Биографам Бенуа интересны признания автора в том, что именно с театральными впечатлениями самым прямым образом связаны первые рисовальные опыты художника, признания, в полной мере подтверждающиеся его сохранившимися ранними альбомными набросками23. Но гораздо существеннее в этих первых частях книги другое — духовный автопортрет молодого петербуржца, впитавшего в себя богатые художественные традиции семьи, испытавшего на себе преобразующее действие театра, человека мечтательного и вместе с тем очень энергичного, стоящего на пороге деятельной общественной и творческой жизни.

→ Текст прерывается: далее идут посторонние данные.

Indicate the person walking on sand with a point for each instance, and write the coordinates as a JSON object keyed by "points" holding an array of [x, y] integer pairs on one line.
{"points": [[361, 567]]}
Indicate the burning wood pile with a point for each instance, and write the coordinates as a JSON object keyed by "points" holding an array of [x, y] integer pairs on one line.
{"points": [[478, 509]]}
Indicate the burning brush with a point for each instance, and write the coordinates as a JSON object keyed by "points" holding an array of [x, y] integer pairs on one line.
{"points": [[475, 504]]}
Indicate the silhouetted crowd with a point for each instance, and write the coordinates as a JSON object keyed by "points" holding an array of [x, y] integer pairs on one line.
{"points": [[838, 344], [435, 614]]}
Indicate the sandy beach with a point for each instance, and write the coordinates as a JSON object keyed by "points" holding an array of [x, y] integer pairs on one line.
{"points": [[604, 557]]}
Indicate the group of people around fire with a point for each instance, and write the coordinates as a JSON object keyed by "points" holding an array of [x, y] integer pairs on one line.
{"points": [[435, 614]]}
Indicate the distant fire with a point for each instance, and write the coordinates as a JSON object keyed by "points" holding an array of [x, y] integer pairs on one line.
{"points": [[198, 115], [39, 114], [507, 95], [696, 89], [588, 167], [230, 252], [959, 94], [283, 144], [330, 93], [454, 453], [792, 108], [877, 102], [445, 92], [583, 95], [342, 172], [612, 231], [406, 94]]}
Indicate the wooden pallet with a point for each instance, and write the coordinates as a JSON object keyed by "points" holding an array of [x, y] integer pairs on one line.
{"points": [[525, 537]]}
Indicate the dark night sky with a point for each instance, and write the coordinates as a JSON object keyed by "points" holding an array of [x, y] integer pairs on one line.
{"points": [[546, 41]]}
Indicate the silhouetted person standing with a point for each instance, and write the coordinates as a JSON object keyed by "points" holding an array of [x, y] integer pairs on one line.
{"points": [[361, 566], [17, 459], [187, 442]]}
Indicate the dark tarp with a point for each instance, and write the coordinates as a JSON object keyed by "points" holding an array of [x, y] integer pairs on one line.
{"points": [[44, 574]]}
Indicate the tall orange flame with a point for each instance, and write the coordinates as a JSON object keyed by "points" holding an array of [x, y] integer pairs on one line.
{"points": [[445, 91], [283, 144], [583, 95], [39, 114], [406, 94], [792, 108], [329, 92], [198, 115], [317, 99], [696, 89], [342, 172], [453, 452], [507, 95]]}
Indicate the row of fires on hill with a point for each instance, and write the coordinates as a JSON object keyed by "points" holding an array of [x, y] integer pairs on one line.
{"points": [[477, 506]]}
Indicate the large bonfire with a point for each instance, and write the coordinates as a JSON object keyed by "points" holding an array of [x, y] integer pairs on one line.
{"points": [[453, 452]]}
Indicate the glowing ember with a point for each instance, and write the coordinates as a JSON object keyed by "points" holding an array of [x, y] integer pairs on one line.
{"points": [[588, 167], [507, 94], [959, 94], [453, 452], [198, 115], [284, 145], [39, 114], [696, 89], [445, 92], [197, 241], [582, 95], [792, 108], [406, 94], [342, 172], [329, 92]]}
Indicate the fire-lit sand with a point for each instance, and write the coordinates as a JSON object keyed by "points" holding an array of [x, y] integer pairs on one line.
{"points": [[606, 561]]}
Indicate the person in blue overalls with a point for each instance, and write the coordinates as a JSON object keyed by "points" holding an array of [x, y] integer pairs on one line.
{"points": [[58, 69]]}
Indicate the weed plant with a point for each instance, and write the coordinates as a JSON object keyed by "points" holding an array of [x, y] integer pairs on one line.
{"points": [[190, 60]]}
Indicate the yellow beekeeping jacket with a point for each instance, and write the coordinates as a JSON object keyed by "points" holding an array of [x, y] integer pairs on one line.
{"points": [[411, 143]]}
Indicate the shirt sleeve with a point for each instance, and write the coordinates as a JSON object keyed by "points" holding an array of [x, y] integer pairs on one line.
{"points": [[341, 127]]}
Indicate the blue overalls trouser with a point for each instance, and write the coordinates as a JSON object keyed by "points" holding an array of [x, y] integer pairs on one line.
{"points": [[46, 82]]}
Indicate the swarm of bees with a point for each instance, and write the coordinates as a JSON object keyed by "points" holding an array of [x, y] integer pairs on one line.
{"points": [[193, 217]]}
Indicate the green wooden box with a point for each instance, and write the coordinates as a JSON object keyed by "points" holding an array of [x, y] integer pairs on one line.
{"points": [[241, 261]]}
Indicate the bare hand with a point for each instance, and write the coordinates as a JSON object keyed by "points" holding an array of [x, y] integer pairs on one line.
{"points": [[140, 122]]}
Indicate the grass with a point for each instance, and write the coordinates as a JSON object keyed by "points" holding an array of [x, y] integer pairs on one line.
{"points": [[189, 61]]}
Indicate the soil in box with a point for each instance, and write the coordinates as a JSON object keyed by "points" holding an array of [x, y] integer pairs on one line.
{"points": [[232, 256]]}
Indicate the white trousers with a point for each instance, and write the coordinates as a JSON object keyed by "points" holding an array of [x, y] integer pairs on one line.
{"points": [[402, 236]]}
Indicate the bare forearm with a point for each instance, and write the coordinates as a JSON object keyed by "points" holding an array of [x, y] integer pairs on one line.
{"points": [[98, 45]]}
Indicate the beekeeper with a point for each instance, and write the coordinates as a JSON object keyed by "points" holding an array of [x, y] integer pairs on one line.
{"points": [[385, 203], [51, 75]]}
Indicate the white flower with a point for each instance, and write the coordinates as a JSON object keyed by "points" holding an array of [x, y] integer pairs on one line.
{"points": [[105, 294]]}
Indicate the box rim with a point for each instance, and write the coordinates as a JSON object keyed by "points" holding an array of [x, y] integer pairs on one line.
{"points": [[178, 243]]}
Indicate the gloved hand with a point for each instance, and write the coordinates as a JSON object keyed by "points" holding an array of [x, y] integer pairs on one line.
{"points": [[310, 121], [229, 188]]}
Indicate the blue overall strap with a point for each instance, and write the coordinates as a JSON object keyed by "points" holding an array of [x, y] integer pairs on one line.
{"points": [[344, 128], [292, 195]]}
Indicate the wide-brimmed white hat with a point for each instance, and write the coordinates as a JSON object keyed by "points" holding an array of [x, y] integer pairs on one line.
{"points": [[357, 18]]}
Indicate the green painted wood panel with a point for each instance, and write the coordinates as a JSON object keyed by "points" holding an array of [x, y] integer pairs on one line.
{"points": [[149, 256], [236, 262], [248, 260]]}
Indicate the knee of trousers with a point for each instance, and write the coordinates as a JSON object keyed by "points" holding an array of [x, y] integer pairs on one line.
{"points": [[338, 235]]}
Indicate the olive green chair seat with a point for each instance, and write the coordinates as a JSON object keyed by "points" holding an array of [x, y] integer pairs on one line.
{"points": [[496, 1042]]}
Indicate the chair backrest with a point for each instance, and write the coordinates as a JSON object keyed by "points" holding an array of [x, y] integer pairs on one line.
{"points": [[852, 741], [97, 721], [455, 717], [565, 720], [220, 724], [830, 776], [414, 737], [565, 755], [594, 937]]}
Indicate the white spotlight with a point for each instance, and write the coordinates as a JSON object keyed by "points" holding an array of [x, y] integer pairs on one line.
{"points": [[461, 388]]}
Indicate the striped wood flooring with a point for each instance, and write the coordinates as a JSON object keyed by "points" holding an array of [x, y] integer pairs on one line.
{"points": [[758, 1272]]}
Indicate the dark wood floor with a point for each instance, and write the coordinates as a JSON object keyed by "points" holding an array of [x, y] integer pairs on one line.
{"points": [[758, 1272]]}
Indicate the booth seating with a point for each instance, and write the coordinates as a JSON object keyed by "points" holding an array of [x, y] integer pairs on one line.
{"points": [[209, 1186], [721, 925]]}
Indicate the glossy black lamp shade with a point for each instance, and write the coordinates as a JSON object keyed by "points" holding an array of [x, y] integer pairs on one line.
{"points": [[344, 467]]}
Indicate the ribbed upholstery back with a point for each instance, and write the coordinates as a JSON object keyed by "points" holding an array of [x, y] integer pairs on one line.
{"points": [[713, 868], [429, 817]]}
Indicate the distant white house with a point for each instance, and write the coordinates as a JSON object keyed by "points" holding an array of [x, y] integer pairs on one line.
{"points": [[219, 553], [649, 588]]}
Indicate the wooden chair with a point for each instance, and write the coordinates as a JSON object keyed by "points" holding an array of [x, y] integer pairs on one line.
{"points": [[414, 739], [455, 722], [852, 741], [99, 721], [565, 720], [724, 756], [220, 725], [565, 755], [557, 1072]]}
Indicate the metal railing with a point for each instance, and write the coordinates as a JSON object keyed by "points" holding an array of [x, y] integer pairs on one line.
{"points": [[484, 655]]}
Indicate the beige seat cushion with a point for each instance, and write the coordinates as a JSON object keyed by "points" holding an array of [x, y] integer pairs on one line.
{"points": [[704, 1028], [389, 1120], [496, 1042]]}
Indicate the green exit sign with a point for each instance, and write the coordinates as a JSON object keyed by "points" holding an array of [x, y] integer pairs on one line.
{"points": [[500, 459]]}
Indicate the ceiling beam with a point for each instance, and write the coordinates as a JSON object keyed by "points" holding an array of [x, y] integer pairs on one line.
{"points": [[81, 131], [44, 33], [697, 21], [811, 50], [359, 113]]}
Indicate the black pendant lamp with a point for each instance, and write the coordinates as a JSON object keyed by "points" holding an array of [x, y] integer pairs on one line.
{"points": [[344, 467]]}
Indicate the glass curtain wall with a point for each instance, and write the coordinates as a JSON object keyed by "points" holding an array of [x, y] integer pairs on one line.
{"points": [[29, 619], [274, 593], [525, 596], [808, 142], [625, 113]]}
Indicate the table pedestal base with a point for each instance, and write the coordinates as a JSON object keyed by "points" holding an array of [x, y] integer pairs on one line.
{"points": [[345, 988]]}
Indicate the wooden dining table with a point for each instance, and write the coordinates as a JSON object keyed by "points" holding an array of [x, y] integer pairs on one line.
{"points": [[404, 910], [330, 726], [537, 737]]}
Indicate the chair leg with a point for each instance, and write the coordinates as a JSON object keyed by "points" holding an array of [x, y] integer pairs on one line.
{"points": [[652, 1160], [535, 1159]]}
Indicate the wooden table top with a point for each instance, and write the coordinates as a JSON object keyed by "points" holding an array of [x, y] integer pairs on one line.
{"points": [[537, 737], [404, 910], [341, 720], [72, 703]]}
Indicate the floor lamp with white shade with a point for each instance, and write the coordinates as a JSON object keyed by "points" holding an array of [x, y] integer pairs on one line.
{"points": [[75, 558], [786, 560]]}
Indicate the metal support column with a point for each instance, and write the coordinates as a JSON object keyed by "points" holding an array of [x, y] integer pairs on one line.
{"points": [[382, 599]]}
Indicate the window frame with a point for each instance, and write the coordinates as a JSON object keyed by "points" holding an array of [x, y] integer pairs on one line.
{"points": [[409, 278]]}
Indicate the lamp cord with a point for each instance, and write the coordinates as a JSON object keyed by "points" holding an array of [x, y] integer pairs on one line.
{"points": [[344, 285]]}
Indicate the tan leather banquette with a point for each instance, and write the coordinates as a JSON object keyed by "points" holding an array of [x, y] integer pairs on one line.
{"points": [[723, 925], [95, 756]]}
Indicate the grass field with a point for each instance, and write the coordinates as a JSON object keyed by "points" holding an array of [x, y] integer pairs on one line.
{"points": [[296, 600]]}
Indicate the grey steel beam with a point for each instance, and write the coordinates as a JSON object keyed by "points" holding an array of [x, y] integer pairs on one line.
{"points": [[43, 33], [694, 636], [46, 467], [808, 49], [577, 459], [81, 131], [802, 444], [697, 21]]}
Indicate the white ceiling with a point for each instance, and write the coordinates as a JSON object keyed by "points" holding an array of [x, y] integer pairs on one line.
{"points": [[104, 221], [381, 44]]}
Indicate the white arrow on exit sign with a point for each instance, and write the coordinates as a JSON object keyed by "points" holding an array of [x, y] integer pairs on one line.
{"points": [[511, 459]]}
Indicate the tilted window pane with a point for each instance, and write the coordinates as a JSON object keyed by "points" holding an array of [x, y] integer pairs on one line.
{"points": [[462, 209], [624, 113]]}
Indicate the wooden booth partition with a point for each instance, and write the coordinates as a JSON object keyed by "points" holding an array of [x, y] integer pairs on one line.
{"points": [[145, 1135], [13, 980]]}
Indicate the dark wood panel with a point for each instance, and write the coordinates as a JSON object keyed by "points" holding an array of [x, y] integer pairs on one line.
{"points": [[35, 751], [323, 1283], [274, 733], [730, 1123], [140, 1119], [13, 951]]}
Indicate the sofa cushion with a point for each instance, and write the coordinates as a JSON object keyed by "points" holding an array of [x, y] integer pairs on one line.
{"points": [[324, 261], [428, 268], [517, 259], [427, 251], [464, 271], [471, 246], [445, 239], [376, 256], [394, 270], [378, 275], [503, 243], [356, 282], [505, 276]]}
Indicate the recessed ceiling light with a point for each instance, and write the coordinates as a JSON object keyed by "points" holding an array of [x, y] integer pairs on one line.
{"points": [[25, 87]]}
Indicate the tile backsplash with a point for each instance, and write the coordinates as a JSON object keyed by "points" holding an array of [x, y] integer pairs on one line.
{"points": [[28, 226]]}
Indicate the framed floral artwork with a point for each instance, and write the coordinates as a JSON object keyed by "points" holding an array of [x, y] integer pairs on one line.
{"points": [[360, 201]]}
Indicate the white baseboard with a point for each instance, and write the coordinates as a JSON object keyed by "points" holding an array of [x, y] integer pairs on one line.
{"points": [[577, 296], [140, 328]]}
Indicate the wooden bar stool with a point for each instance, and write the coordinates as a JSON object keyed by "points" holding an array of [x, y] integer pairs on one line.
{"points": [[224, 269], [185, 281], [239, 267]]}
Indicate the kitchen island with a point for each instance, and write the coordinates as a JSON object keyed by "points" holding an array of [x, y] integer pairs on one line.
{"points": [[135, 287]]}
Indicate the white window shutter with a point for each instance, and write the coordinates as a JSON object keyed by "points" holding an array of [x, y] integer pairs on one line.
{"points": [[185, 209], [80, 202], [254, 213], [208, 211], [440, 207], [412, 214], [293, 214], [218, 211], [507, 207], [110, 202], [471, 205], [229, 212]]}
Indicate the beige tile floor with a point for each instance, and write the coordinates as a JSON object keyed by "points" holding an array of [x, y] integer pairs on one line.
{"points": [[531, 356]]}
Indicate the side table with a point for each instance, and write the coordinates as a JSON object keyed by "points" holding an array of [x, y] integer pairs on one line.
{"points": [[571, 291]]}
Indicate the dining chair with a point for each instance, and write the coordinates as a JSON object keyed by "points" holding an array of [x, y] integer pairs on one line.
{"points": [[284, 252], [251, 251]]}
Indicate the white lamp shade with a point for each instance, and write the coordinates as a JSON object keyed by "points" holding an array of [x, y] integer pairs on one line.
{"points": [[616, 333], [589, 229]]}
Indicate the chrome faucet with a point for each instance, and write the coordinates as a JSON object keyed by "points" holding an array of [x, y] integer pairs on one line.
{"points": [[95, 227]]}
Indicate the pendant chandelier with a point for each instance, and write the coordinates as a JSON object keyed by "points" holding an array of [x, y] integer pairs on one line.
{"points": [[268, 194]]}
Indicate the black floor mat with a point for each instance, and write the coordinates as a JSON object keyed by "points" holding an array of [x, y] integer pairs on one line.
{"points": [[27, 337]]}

Не менее важен для понимания всего авторского замысла и рисуемый здесь групповой портрет друзей Бенуа, членов юношеского сообщества, и, разумея выше уже затронутую тему, moîkho было бы задаться следующим вопросом. Заключалась ли в столь ревниво охранявшейся «клановости» кружка оппозиция растущей демократизации художественного быта, желание противостоять все более множившимся формам вовлечения искусства в атмосферу социальной жизни? Или же в этом сказывалось совершенно иное — вполне естественное в рубежные периоды истории культуры усиленное внимание к «лабораторной», «кружковой» творческой работе, положительные примеры которой XIX век и в России и на Западе давал неоднократно.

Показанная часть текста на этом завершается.